I have heard that on the medical exam there are questions about prescription medicaments which I used.Is it true or false?
I really don't remember what I used 3 or 4 years ago.
Of course they can check by number of my medical card?
Also about my visits of doctors ?


----------



## medicineman (10 Oct 2009)

Yes it's true - ones that you used on a long term basis.

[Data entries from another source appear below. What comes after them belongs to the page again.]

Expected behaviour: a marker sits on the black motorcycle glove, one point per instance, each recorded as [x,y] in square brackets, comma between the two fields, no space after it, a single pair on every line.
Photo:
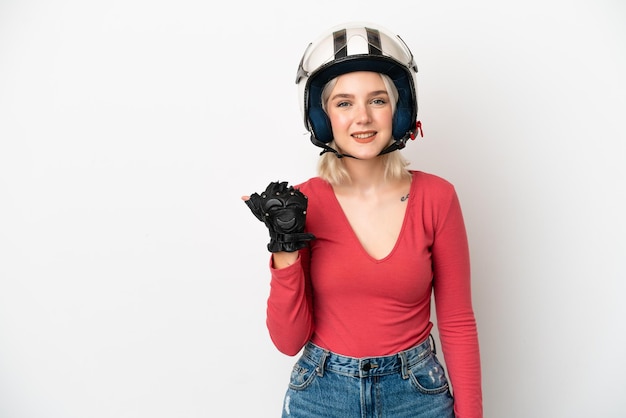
[283,210]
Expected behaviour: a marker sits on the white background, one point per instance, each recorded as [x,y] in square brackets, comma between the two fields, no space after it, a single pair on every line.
[133,280]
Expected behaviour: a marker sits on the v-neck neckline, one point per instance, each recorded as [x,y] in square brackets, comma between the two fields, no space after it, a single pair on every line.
[354,236]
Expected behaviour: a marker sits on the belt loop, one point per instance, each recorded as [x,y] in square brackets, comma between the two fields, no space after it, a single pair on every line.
[433,346]
[404,368]
[322,363]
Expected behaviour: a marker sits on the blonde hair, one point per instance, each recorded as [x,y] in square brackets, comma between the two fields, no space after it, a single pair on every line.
[332,169]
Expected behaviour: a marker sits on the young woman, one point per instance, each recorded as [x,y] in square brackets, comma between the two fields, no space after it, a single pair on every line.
[359,250]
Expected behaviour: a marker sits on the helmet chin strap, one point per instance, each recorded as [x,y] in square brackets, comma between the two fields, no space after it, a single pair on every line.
[398,144]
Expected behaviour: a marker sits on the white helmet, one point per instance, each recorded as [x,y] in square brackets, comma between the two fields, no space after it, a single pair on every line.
[357,47]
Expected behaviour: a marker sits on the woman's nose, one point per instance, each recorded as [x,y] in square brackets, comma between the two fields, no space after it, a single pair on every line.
[362,114]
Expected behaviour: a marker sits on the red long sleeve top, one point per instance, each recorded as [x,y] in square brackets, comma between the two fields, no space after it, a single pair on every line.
[344,300]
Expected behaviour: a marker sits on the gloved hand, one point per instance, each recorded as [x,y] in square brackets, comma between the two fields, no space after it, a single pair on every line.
[283,210]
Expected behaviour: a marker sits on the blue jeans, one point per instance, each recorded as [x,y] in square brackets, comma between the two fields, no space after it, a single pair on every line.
[410,384]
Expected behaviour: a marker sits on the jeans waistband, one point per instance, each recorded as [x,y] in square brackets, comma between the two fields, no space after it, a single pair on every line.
[368,366]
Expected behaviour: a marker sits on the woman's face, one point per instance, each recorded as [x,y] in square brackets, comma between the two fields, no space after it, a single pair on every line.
[360,114]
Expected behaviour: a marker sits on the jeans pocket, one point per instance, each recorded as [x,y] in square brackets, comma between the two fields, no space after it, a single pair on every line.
[428,376]
[302,375]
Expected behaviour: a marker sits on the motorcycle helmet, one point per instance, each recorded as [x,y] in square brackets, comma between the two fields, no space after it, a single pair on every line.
[352,47]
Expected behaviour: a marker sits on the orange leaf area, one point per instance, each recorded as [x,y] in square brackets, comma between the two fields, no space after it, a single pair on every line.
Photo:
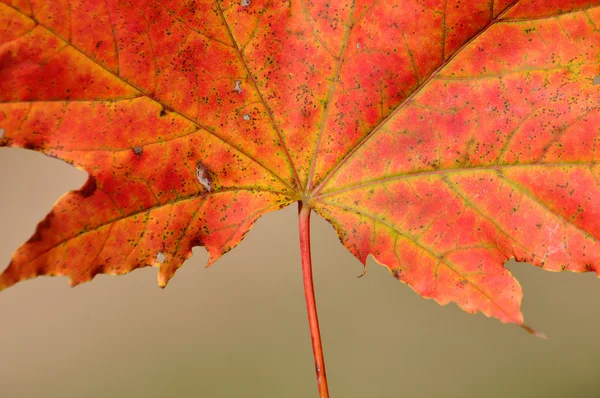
[443,137]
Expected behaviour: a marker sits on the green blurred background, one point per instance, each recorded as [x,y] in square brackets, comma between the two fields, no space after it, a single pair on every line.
[239,328]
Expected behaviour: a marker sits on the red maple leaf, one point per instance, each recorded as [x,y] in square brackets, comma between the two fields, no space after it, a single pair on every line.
[441,137]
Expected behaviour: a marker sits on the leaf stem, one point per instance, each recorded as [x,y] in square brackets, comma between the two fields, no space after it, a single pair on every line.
[309,292]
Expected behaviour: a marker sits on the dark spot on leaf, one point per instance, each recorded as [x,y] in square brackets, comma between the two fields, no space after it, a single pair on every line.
[89,187]
[238,86]
[31,146]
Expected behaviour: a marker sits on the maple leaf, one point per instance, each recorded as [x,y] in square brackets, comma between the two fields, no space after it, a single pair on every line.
[442,137]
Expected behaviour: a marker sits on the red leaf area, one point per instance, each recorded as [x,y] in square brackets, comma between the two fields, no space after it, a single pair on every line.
[442,137]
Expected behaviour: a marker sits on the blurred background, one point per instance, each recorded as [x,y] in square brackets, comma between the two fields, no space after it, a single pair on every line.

As for checking on your medical card number, well I wouldn't worry about us doing that much of a background check...unless of course you have something to hide  .

MM


----------



## PMedMoe (10 Oct 2009)

medicineman said:
			
		

> As for checking on your medical card number, well I wouldn't worry about us doing that much of a background check...unless of course you have something to hide



To add to that, be as truthful as possible on your medical (e.g. don't "forget" that you had a *serious* injury or illness).  If you get enrolled and later they found that you lied omitted facts, you can be released under an "irregular" enrollment.


----------



## sky777 (10 Oct 2009)

It is clear to say true.
But if I had problems 3 years ago and doctor did prescription for only one month.After that I didn't use this medicaments.I forgot name of it.It means I shall visit doctor and ask him to give me name of this medicaments?
Presently I didn't use any medicaments.
Maximum term was 1 month.It was stressful time and I had insomnia,and doctor prescribed pills against insomnia.After that I didn't have problems with this.Shall I visit Pharmacist for asking what kind of medicaments I have used?


----------



## PMedMoe (11 Oct 2009)

So you were prescribed sleeping pills or anti-depressants?  Which one was it?  That could be important.
As long as you tell them you were on such-and-such type of medication, that should be good enough.
The actual name of the medication probably doesn't matter so much.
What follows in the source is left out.